The later “moment” under discussion, appearing about two-thirds of the way into the film, is comprised of two matching scenes that compare and contrast ideas and histories of land ownership. In the first, several of the characters are gathered around a campfire at night, an image and grouping very familiar from its American generic counterpart. Like many of these scenes, this moment highlights the tension between several of the characters, particularly in relation to their ideas of nationhood, community, and public and private ownership of the land. It commences with a discussion between an airman (who is a stockbroker in civilian life) and one of the drovers (Corky), a figure who has drawn-up a prospectus for the “Northern Territory Exploitation Company”. As the campfire flickers and the faces of the characters are etched by the chiaroscuro lighting, Chips Rafferty’s Dan McApline laconically skewers the intentions and implications of such activities: “There’s just one thing wrong Corky – the word exploit. We’ve exploited our South for one hundred years and torn the heart out of it. The Territory’s much too valuable to be messed about by get rich schemes like yours… It’s a national job, Corky, too big for little people like you.” McAlpine expresses both a fear of the land’s ecological degradation and its private exploitation. This is a view that of course holds much resonance for contemporary Australia and the odorous rhetoric of the “mining boom”. This moment also clearly connects to and even pre-empts the broader project of nation-building and the nationalisation of industry that were central to the post-war era, including the state-based development of filmmaking and film culture in Australia. Watt himself became a key advocate for the development of state-based filmmaking and such grass-roots community developments as the film society movement. The gentle force of this scene is also reinforced by its unfussy presentation and the naturalistic, laidback delivery of Rafferty. His tearing-up and burning of the prospectus is an eloquent, if blunt, rejection of all that it stands for.

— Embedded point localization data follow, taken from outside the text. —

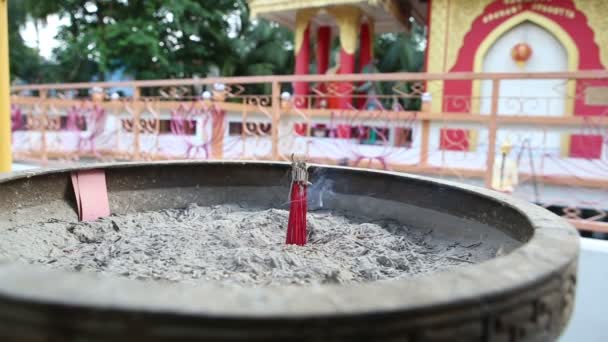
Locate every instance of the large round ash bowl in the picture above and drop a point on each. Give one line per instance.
(516, 284)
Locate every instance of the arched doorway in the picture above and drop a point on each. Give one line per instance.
(553, 51)
(527, 97)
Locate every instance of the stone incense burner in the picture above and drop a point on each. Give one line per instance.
(522, 293)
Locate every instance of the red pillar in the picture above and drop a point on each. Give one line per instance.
(323, 46)
(302, 65)
(345, 89)
(366, 53)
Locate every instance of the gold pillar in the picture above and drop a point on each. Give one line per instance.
(6, 159)
(348, 19)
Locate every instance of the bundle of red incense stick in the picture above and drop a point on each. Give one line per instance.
(296, 228)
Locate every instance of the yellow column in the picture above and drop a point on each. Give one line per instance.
(6, 159)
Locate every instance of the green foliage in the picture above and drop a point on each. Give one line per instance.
(25, 61)
(152, 39)
(403, 52)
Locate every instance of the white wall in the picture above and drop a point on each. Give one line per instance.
(590, 318)
(530, 97)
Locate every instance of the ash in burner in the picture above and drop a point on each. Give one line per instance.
(236, 246)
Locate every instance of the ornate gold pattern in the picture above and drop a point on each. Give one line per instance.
(547, 24)
(462, 15)
(595, 11)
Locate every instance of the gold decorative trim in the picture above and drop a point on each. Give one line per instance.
(462, 16)
(348, 19)
(303, 18)
(544, 22)
(437, 35)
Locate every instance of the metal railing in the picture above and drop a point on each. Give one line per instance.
(447, 125)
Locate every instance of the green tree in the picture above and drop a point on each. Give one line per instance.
(25, 62)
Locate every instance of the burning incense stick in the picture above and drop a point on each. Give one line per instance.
(296, 228)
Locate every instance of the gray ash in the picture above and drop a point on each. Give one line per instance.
(235, 246)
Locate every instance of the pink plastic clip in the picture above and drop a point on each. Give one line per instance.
(91, 194)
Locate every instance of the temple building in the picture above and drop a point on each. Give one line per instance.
(482, 36)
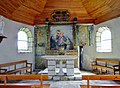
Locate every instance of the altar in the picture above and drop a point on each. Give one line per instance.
(69, 65)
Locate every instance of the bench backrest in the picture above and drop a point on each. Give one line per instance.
(40, 77)
(99, 77)
(113, 61)
(13, 63)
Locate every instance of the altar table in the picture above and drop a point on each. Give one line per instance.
(52, 64)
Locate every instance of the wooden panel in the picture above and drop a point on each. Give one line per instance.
(16, 86)
(100, 77)
(36, 11)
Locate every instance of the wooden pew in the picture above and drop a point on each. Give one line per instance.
(40, 77)
(18, 66)
(111, 65)
(99, 77)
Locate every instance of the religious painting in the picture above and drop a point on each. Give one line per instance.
(61, 37)
(40, 46)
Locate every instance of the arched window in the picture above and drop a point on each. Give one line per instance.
(103, 40)
(25, 40)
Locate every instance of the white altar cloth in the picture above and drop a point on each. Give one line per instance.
(52, 64)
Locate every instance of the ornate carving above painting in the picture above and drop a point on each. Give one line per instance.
(60, 15)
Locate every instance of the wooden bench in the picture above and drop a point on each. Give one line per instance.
(100, 77)
(16, 67)
(111, 65)
(7, 78)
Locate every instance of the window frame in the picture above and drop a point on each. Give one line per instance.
(99, 47)
(29, 40)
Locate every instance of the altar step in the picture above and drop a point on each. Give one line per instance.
(77, 74)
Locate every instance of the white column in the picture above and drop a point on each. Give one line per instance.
(70, 67)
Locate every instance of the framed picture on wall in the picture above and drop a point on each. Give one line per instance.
(61, 36)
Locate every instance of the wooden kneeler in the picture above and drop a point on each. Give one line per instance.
(40, 77)
(99, 77)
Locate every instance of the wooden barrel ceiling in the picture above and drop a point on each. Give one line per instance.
(36, 11)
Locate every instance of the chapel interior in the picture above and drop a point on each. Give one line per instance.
(60, 43)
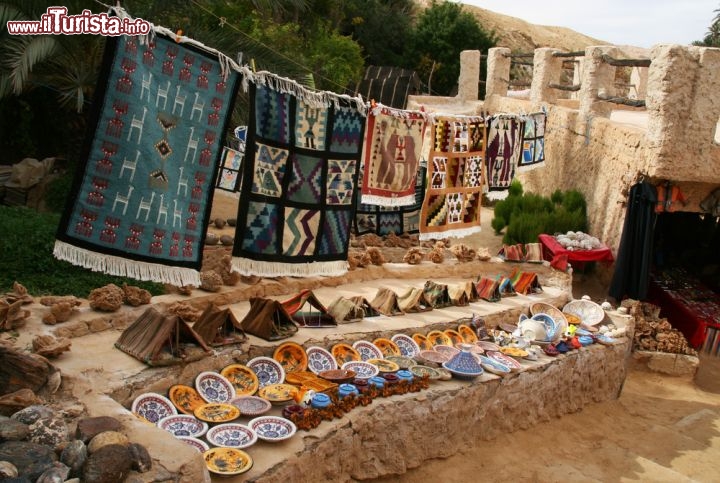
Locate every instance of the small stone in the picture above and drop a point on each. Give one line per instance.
(88, 428)
(107, 438)
(74, 456)
(49, 431)
(30, 459)
(141, 460)
(32, 413)
(12, 430)
(109, 464)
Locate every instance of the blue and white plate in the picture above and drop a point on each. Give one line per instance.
(213, 387)
(320, 360)
(231, 435)
(268, 370)
(183, 425)
(153, 407)
(272, 428)
(368, 350)
(408, 347)
(363, 370)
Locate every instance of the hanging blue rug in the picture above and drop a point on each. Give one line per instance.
(299, 181)
(141, 198)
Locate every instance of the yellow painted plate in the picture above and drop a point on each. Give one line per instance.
(242, 378)
(278, 393)
(344, 353)
(217, 413)
(384, 365)
(291, 356)
(422, 342)
(438, 337)
(227, 461)
(387, 347)
(454, 336)
(185, 398)
(467, 333)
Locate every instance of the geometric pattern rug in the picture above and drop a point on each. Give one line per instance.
(455, 172)
(142, 195)
(299, 183)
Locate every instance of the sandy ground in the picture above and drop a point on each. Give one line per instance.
(662, 428)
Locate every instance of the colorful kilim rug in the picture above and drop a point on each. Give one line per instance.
(141, 200)
(391, 156)
(383, 220)
(504, 147)
(455, 172)
(533, 154)
(229, 176)
(299, 181)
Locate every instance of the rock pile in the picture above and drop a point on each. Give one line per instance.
(655, 334)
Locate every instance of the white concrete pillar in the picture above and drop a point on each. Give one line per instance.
(469, 75)
(498, 72)
(546, 70)
(598, 78)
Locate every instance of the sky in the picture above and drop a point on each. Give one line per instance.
(642, 23)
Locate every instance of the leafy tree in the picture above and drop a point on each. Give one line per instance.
(442, 32)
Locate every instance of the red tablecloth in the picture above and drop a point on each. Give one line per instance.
(552, 249)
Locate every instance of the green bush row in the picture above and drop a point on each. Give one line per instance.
(526, 215)
(26, 244)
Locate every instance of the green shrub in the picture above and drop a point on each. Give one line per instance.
(26, 245)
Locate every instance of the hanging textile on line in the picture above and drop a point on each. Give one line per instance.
(142, 196)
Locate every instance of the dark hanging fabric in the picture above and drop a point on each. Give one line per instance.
(632, 268)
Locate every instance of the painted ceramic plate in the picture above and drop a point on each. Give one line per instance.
(446, 350)
(273, 428)
(251, 405)
(185, 398)
(198, 444)
(387, 347)
(227, 461)
(231, 435)
(504, 360)
(320, 360)
(407, 345)
(367, 350)
(183, 425)
(217, 412)
(438, 337)
(214, 387)
(269, 371)
(588, 311)
(491, 365)
(467, 333)
(363, 370)
(291, 356)
(344, 353)
(242, 378)
(278, 393)
(422, 342)
(402, 361)
(422, 371)
(455, 336)
(152, 407)
(384, 365)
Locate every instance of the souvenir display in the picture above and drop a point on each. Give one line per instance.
(152, 407)
(267, 370)
(231, 435)
(242, 378)
(291, 356)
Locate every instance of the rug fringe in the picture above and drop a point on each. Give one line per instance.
(123, 267)
(457, 233)
(246, 266)
(378, 200)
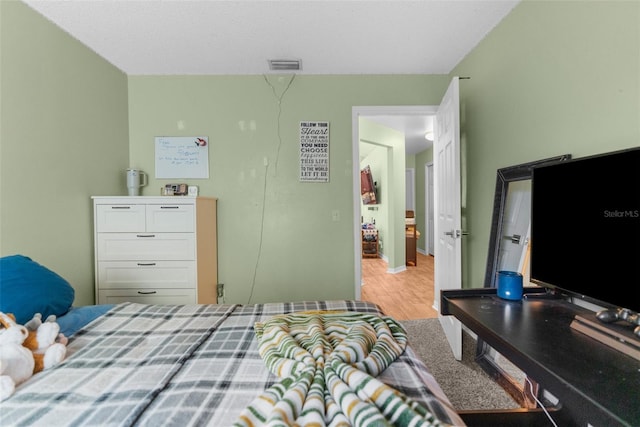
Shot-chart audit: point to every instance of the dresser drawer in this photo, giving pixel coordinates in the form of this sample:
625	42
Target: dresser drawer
120	217
146	246
150	275
170	218
146	296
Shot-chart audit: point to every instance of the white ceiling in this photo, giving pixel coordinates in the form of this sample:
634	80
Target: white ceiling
217	37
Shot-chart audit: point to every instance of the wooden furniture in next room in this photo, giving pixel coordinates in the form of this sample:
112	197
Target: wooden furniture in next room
370	245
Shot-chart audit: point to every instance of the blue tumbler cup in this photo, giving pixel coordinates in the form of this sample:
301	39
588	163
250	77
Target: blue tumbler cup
510	285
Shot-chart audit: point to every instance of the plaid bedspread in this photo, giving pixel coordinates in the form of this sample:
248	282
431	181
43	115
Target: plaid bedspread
193	365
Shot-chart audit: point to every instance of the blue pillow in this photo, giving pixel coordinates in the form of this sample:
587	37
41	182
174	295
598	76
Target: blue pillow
27	288
78	317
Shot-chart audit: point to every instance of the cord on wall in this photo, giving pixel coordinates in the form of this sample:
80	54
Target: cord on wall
279	99
266	170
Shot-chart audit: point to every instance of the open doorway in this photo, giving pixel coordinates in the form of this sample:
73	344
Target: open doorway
394	275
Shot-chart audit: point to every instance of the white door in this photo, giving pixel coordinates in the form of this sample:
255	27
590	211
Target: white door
515	227
448	233
429	242
410	182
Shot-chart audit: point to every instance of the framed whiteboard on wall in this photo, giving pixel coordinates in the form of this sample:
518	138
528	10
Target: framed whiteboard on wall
182	157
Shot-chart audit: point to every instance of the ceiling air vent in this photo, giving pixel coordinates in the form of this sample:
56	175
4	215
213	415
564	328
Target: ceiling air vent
285	64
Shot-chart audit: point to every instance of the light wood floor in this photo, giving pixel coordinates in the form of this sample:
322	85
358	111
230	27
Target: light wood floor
404	296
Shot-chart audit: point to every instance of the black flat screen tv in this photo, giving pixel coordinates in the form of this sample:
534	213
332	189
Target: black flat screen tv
585	228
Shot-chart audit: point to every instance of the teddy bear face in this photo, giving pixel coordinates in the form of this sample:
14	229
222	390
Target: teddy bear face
10	331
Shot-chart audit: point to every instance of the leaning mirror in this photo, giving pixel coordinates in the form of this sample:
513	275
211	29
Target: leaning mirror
508	250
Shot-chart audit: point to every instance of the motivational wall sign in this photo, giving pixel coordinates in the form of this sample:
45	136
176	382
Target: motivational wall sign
314	151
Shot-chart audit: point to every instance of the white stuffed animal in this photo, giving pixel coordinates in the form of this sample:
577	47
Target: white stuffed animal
25	351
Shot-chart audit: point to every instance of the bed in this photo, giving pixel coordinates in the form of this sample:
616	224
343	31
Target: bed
149	365
180	365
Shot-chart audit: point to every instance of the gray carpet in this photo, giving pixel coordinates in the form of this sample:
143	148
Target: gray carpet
466	385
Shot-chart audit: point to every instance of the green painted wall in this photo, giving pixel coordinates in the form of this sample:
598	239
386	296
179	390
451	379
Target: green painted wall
295	250
63	138
553	78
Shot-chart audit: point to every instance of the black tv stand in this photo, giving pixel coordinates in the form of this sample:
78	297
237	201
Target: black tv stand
542	294
594	383
611	315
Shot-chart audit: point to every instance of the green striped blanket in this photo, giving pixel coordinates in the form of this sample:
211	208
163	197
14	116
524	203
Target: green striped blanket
327	363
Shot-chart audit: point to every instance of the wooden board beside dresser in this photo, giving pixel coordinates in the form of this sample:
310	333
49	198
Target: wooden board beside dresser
155	250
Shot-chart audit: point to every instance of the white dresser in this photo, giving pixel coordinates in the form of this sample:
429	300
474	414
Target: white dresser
155	250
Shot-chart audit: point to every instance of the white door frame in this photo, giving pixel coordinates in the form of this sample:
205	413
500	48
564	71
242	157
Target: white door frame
356	113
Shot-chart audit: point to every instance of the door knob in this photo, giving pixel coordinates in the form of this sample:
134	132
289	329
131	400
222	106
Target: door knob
456	233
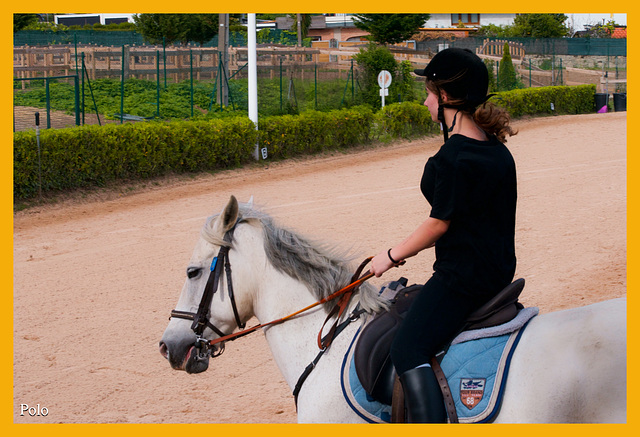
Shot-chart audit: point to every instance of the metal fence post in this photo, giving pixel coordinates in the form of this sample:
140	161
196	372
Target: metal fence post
122	88
158	83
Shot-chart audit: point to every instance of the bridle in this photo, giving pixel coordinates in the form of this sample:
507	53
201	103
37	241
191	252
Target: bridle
213	348
201	321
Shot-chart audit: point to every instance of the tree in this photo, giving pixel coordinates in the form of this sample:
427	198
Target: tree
390	28
20	21
540	25
171	28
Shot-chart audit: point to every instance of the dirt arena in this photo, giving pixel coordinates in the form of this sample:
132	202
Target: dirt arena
95	279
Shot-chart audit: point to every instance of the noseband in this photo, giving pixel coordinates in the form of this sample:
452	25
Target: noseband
201	317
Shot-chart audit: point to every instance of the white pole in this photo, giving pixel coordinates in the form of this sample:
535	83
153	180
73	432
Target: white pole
253	73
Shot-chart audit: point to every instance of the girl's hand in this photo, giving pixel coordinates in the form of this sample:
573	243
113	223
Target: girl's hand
381	263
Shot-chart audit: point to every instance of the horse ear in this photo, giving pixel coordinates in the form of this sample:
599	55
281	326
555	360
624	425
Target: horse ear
230	214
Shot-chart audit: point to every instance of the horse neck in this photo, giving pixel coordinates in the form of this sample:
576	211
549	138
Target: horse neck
293	343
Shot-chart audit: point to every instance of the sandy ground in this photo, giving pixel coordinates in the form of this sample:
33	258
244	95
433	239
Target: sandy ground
95	280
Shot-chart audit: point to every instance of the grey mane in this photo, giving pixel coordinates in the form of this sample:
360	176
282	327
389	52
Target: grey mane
320	267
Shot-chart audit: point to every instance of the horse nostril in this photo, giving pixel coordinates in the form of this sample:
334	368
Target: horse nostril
164	351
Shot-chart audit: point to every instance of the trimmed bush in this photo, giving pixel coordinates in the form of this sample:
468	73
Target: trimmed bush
94	155
537	101
406	120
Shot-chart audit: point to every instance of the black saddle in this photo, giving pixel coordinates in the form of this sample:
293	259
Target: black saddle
372	361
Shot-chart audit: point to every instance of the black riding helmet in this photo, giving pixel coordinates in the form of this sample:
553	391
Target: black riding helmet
462	75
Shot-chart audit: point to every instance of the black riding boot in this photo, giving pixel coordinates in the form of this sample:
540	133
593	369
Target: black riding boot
422	396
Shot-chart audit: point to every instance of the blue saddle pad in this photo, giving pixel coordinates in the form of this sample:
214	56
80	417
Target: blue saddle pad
476	371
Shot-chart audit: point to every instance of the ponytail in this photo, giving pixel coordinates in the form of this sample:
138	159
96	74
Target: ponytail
494	121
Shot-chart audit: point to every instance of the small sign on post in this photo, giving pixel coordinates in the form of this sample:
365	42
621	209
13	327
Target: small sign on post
384	80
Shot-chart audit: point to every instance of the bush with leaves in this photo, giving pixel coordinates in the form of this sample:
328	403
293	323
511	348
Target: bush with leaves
507	77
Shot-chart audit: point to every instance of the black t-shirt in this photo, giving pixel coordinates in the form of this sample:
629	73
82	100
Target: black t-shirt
473	184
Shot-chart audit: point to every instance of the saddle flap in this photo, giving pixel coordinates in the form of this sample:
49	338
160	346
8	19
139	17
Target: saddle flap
371	355
501	308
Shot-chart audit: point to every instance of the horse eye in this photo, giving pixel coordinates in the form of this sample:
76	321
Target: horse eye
193	272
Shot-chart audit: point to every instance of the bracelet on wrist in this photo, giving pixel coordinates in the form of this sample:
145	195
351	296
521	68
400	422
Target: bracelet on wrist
396	263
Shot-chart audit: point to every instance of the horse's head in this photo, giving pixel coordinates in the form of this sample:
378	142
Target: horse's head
210	304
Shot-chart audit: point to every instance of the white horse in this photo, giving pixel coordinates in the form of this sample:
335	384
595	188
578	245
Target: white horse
570	366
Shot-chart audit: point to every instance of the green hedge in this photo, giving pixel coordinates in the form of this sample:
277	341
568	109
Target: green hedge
537	101
313	131
89	156
94	155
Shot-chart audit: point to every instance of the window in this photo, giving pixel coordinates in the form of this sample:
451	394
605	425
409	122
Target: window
465	19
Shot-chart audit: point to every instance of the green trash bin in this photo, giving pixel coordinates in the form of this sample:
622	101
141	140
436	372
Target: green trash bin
619	102
601	102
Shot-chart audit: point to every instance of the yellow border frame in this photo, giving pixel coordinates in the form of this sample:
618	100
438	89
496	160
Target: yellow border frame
283	6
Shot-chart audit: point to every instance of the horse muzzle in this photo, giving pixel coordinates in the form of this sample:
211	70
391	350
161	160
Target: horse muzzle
185	357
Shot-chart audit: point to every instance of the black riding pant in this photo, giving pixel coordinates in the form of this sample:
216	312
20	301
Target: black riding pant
434	318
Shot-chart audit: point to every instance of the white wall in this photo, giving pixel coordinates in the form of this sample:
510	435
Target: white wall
444	20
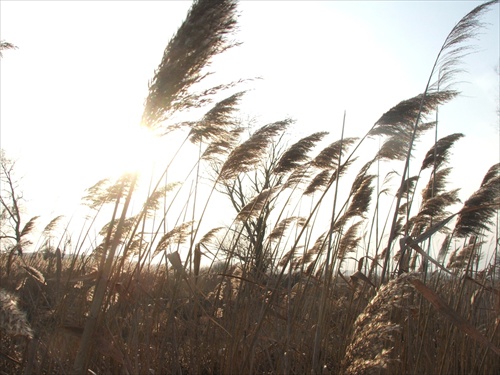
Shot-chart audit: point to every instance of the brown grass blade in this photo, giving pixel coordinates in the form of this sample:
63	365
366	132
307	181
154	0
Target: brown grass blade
455	318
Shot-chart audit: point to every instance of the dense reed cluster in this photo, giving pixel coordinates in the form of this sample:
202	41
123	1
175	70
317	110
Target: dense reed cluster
319	269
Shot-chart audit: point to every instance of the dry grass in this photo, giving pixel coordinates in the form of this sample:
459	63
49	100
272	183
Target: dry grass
279	293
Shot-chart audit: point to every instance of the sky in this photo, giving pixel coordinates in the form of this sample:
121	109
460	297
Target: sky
72	94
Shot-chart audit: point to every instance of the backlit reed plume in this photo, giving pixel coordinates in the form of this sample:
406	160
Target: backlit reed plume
283	225
349	241
176	236
478	211
296	154
250	152
104	191
13	320
328	158
216	122
253	208
368	351
327	176
204	34
52	225
461	257
5	46
439	153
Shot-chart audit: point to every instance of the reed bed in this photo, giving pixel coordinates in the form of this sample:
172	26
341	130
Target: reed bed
311	273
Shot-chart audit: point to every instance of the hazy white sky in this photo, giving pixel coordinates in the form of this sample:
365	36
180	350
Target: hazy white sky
80	77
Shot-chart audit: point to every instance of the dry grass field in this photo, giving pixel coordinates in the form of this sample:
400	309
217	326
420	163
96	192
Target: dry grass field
324	269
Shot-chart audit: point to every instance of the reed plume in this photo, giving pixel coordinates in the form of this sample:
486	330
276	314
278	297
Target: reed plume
296	154
439	153
478	211
328	158
176	236
5	46
373	329
250	152
204	34
13	320
216	122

This scene is then immediately paired with one featuring the film’s young “romantic” couple on horseback, who comment on the song of the Aboriginal drover, Jacky, that seemingly soothes the restless cattle. As Sinbad asks, “I wonder what Jacky’s singing about?” Mary blithely, circumspectly replies: “About the time his people owned this land, probably. When they were happy.” The scene then continues into the first real development of a romantic bond between the two and a subsequent stampede of the cattle (possibly inspired by Jacky’s lament). But this brief exchange is remarkable for the clarity of its perspective and the nonchalant way in which it is presented (and never questioned). It provides a fitting and troubling answer to the previous exchange, and the rival ideas of nationalism and ownership that it presents. But it does also further prioritise an organic and embodied relationship or belonging to the land, one that McApline also sees within the salt-of-the-earth Parsons family who have accompanied him on the cattle drive.
The Overlanders is an episodic and, at times, consciously anti-dramatic film. The knowledge of it’s partial remaking as Baz Luhrmann’s histrionic and ludicrously comic book Australia (2008) merely highlights and underlines The Overlanders’ remarkable qualities as a gently profound fusion of individualism and community, fiction and documentary, linearity and circularity, progress and a more circumspect, troubled history.